# Defence of Nicosia AIrport 1974



## Gordon Angus Mackinlay (21 Nov 2001)

Ladies and Gentlemen,

I have just been asked by a friend for some help.  On 20 July 1974, at Nicosia Airport, Colonel Clay Beattie, the commander of CANCOM with his radio operator marched across the airfield to warn the attacking Turks off.

These two were accompanied by a British Army Regimental Sergeant Major.  My mate who was then a New South Wales police sergeant serving with UNCIVPOL with UNFICYP, took a number of photos with the telephoto lense.  The RSM is quite distinct in the photos, wearing khaki drill shirt and slacks and carrying a pace stick.

What is wanted is the RSM‘s name, and if possible the signallers name, these to put on the photographs, copies of which are going to the Australian War Memorial.

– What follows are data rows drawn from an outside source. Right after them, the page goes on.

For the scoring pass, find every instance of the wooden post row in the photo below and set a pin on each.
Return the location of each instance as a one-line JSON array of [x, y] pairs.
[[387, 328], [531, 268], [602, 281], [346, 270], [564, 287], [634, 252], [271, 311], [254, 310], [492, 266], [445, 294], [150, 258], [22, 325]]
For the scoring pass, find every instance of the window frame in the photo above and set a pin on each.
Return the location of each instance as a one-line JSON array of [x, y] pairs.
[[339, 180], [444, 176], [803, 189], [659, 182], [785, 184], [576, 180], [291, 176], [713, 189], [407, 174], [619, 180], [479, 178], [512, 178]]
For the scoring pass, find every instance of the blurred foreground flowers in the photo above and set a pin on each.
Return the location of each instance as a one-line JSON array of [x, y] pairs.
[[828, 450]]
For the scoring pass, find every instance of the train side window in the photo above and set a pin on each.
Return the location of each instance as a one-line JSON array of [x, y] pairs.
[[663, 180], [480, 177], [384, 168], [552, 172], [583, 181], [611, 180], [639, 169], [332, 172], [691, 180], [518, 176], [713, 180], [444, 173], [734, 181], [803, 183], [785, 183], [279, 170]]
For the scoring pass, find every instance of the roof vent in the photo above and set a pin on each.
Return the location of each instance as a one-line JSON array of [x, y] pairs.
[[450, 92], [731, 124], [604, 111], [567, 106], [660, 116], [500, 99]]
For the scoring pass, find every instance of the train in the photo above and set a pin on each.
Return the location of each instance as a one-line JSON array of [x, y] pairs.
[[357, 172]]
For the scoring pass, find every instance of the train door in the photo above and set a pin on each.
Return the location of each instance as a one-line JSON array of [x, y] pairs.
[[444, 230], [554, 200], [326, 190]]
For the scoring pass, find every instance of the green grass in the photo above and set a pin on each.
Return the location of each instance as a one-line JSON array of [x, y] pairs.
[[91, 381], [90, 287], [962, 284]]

There is no reference to the incident in "In Search of Pegasus".  The RSM would have been from one of the logistics units in the Nicosia area.

Many thanks,
Yours,
Jock in Sydney, which nine days from summer has just had the coldest day of the year!


----------



## reg1 (5 Dec 2001)

i think your best bet is to find out what unit was involved and ask somone in that unit to look through there photo history  (canadian unit )


----------



## Gordon Angus Mackinlay (6 Dec 2001)

Sir,
I had prior to posting, as I said I had looked through
"In Search of Pegasus" (history of the CAR), also "The First Ten Years".  All to no avail.

Yours,
Jock in Sydney


----------



## Drummy (6 Dec 2001)

Hello Jock,

If you haven‘t been there, a good place to ask might be     www.peacekeeper.ca     they have quite an extensive site and a very good guest book. Someone there might be able to answer your question.

Good Luck


----------



## Gordon Angus Mackinlay (7 Dec 2001)

Sir,
Thank you for that, will try.

Yours,
 Jock in Sydney


----------